I love Asian food. Actually, I love any food. With the exception of offal and brussels sprouts. Consequently, I jumped at the chance to learn more at a Chillout Bali cooking class held at a nearby villa complex. Three of us attended while our fellow travellers did their own thing. Michael enjoyed (or should I say endured?) a massage. If you’ve ever had a Balinese massage, you will know what I mean. The outdoor kitchen was well equipped, with plenty of working space
and the table was set in readiness for us to savour our concoctions.
Chef Putu had prepared our workstations,
the fresh produce was beautifully presented.
Trying to ignore the heat, we set about creating a feast.
Our competitive streak came to the fore with the art of folding and securing our pepes.
After a morning in the kitchen, we reaped our reward, starting with lumpia semarang, delicious spring rolls.
Next came soto ayam Madura, a chicken soup from the Indonesian island of Madura. It is more of a complete meal with broth, chicken and vegetables.

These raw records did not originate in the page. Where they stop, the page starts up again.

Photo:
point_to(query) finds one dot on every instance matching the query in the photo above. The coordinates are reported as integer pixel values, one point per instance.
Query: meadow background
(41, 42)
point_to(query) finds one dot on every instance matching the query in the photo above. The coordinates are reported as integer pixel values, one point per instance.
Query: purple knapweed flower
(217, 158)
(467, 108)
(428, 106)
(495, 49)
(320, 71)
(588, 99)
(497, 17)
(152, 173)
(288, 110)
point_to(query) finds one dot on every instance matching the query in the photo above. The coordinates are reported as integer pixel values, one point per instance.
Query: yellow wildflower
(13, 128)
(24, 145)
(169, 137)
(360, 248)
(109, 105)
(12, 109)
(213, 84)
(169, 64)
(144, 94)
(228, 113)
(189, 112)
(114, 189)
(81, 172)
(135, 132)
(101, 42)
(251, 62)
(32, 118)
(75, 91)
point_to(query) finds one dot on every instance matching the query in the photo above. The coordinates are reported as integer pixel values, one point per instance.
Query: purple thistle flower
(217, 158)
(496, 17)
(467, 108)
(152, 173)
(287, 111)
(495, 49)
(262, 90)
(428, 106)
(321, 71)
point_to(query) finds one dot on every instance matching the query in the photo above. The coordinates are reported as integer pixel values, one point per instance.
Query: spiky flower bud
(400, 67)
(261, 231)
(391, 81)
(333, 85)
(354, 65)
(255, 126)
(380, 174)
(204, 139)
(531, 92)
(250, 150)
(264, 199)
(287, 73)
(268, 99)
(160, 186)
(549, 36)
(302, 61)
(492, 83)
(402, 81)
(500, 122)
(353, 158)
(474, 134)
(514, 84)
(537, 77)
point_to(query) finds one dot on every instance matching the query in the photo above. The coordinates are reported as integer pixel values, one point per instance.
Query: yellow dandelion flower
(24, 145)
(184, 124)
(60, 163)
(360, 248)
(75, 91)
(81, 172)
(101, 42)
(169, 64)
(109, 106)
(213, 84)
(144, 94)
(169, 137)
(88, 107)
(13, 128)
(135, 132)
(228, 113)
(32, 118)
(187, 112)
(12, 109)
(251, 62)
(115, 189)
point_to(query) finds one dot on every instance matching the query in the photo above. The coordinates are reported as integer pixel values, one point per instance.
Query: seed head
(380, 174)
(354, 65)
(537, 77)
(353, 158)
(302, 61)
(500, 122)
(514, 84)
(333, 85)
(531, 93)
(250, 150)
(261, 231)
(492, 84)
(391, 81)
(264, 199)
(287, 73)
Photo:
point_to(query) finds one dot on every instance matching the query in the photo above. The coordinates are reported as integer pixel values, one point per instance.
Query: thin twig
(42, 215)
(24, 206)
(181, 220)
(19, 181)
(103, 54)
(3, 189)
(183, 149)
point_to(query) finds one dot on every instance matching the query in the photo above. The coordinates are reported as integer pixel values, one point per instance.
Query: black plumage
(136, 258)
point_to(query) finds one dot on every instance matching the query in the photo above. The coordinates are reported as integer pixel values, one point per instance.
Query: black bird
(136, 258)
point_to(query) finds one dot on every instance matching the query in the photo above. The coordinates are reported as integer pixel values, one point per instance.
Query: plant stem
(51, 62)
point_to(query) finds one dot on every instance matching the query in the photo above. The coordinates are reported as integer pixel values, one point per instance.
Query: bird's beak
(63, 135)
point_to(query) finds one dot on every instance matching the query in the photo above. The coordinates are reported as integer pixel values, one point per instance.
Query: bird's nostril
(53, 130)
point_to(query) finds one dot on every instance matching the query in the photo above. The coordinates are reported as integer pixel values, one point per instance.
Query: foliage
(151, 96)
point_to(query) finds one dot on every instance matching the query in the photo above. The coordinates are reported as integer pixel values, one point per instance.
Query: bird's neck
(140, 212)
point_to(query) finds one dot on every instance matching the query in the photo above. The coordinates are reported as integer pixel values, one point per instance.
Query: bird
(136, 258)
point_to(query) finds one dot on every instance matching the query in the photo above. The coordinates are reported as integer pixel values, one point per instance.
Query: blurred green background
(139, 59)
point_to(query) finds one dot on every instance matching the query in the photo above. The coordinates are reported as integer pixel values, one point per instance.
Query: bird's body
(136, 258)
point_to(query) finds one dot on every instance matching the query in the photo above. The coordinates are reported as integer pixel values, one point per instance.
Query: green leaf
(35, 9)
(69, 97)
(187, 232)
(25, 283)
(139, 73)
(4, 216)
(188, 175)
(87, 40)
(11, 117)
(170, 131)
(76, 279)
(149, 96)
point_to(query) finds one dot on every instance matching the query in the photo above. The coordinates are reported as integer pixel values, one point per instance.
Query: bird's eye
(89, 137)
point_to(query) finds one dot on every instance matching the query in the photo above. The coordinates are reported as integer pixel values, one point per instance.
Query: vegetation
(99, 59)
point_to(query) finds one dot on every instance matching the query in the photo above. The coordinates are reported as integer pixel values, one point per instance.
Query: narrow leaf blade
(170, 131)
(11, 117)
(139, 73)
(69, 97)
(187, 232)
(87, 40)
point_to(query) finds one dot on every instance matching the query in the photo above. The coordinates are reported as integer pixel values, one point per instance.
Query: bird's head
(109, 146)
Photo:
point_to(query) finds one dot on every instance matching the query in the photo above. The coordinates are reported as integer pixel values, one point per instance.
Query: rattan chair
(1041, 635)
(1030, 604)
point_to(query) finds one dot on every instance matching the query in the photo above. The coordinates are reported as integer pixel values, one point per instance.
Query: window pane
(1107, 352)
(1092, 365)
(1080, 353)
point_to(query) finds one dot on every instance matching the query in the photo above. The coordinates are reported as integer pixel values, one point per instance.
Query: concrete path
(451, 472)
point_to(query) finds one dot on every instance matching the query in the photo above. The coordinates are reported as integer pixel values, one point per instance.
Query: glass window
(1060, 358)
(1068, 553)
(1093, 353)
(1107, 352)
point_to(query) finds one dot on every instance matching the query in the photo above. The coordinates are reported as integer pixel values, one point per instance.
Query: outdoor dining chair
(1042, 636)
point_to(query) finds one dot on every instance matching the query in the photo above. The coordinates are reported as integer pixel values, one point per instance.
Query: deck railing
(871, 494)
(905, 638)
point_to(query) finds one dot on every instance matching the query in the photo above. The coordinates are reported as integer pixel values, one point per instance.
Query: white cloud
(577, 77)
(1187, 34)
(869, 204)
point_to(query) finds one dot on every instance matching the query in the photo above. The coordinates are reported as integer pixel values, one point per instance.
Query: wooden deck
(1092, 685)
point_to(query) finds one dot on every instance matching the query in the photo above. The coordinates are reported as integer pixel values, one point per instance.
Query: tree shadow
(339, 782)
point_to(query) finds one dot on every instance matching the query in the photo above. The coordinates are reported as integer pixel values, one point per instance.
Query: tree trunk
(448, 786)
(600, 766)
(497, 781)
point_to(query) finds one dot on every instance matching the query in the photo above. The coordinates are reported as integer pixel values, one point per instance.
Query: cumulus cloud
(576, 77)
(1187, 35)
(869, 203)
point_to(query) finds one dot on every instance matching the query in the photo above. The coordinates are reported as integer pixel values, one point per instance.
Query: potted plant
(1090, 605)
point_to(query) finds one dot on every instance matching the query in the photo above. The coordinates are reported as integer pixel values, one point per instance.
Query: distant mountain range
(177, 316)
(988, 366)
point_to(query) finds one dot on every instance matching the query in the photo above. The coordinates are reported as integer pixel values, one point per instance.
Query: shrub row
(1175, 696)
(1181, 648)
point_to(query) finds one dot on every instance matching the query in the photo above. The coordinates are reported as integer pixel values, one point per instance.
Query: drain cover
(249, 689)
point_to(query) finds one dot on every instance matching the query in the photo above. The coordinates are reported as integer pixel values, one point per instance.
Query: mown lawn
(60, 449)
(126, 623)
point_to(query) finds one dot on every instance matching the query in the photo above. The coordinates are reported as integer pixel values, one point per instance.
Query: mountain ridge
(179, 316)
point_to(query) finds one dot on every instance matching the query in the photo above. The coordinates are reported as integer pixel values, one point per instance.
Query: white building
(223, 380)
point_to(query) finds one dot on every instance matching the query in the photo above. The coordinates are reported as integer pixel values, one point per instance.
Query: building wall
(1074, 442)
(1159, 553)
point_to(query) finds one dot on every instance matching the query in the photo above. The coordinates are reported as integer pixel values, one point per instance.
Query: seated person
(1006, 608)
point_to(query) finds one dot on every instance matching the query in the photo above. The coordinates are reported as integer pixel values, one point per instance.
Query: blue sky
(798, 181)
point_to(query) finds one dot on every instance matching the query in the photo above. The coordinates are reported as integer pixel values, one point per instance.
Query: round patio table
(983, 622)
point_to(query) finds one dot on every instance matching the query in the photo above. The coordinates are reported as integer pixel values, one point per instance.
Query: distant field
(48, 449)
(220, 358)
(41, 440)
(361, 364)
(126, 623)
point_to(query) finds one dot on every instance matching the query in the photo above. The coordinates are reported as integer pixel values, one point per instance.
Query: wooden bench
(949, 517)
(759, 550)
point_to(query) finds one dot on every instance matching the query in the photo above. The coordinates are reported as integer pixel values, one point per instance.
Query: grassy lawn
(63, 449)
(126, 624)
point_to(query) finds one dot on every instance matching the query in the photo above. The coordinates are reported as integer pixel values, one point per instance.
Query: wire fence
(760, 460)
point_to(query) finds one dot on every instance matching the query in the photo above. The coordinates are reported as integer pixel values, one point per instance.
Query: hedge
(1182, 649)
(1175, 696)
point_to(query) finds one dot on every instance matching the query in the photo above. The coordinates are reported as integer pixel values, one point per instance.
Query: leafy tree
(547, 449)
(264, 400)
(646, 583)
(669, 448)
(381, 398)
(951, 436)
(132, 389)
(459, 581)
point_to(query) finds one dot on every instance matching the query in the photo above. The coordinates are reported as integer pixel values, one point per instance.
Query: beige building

The main event was a work of art. Rendang sapi is one of my favourite Asian dishes, beef braised in spices, herbs and coconut cream. Our offering didn’t disappoint. The banana leaf package had been filled with a shrimp and mushroom mixture, folded and secured with toothpicks, then steamed to perfection. We couldn’t decide who had created the best pepes udang jamur. Accompanied by a tasty helping of sayur urab, rice and some vegetable art, we were most impressed.
Fortunately, the finale wasn’t too heavy. The lovely shade of green is from the aromatic pandanus leaves, used widely for desserts, cakes and drinks. Dadar gulung is filled with coconut and palm sugar, a perfectly sweet way to finish a fabulous meal.